Behringer is now shipping all the cut-down versions of the X32 console, though their tablet-controlled mixers are still getting the kinks worked out. As usual for Behringer, they introduced a lot of new products, more than I could keep track of. Of interest are a couple of USB audio interfaces and DAW controllers. The UMC-404 and UMC-1820 are, respectively 4 in/4 out and 18 in/20 out interfaces with four and eight mic/line inputs. The 1820 also has ADAT and S/PDIF I/O. They’re pretty straightforward as these things go. The X-Touch series of control surfaces come in three sizes – X-Touch (the whole works), X-Touch Compact which loses the jog wheel and a bunch of buttons that control DAW automation, and X-Touch Mini which also loses the motorized faders but has knobs that can be assigned to serve as level controls. They all use the Mackie Universal Control or HUI protocol which makes them compatible with nearly all recent DAW programs.
The close connection between Behringer and Midas consoles is no better illustrated than with the new Midas M32 compact live sound console. At heart, it’s a Behringer X32. It runs the same software and uses same converters and digital processing components. The user interface is physically laid out a bit differently, it has real Midas mic preamps (as opposed to “Midas designed” in the X-32, and has higher quality moving faders.
Dangerous Music has a new dual channel compressor that’s designed to compress, not to add crunch, warmth, or distortion. It has a fast limiter ahead of the compressor to tame transient peaks and prevent them from dropping the level of the channel. The two channels can be operated independently or linked for stereo, In the stereo mode, gain and threshold controls are linked so that one knob controls both channels together. Even when linked, the detectors are independent, as are the compression ratio, attack and release controls.
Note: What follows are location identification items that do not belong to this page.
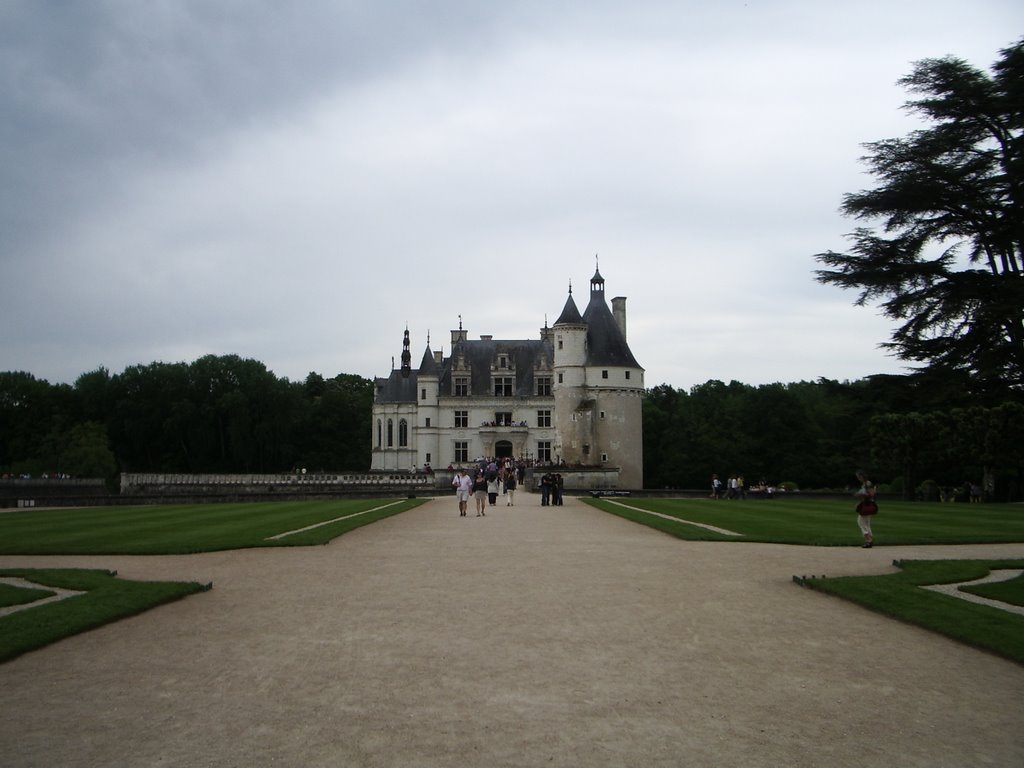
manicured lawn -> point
(105, 599)
(816, 522)
(900, 596)
(147, 530)
(168, 529)
(824, 522)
There are separate side chain sends and returns on balanced XLR connectors as well as a side-chain listen mode so that when using the side chain inserts or one of the oreset side chain filters, you can hear what the detector is hearing. This is a Chris Muth design and his other products are noted for their transparency, so I’d expect that from this compressor.
Cathedral Pipes is the unlikely name for a microphone company, but the name withstanding (their mics are named for famous cathedrals in Europe), they hand build a range of mics in their shop in Southern California. All of their current condenser models share the same Neumann M7 style capsule that they build in their shop, There are two tube models and an FET model. The difference between the tube models is with the output transformer and some capacitors. There’s one capacitor in the top of the line mic that costs $100!. They also have a ribbon mic and, yes, they make their own ribbons too. These guys seem to have a thorough understanding of how these mics work, build them to very high standards, and sell them at fair prices ranging from $2500 down to $1000. While they started out with a U47 design, their intent wasn’t to make a clone, but rather, to make what they believe to be sensible improvements while leaving the basic sound character alone.
Great River Electronics has had a compressor using a 400 kHz pulse width modulator (PWM) as the gain control element. This isn’t a new idea, but it hasn’t been very popular due to such reasons as complexity, cost, and that, since vintage PWM compressors didn’t work all that well, there wasn’t a good model to copy as a starting point. Modern components and design make it possible to build a compressor that introduces a lower level of distortion when changing gain than the more common VCA (voltage controlled attenuator) or LDR (light dependent resistor of “optical” compressor). The Great River PWM-501 PWM compressor has finally emerged from the workbench as a 500-series module. In addition to that format being very popular nowadays, eliminating the power supply and enclosed chassis brought the price into a more comfortable zone. Designer Dan Kennedy says that it takes some time and listening skills to learn how to use it correctly, but that if a transparent compressor is what you want, this one is a cost effective choice.
I picked up an interesting-at-first-glance book from the “we don’t want to carry these home” table at the Berklee Press booth entitled Project Management for Musicians. By Jonathan Feist. It appears to cover just about every aspect of how to do business in the music business. If it’s good, When I get time to start reading it, I’ll write a review.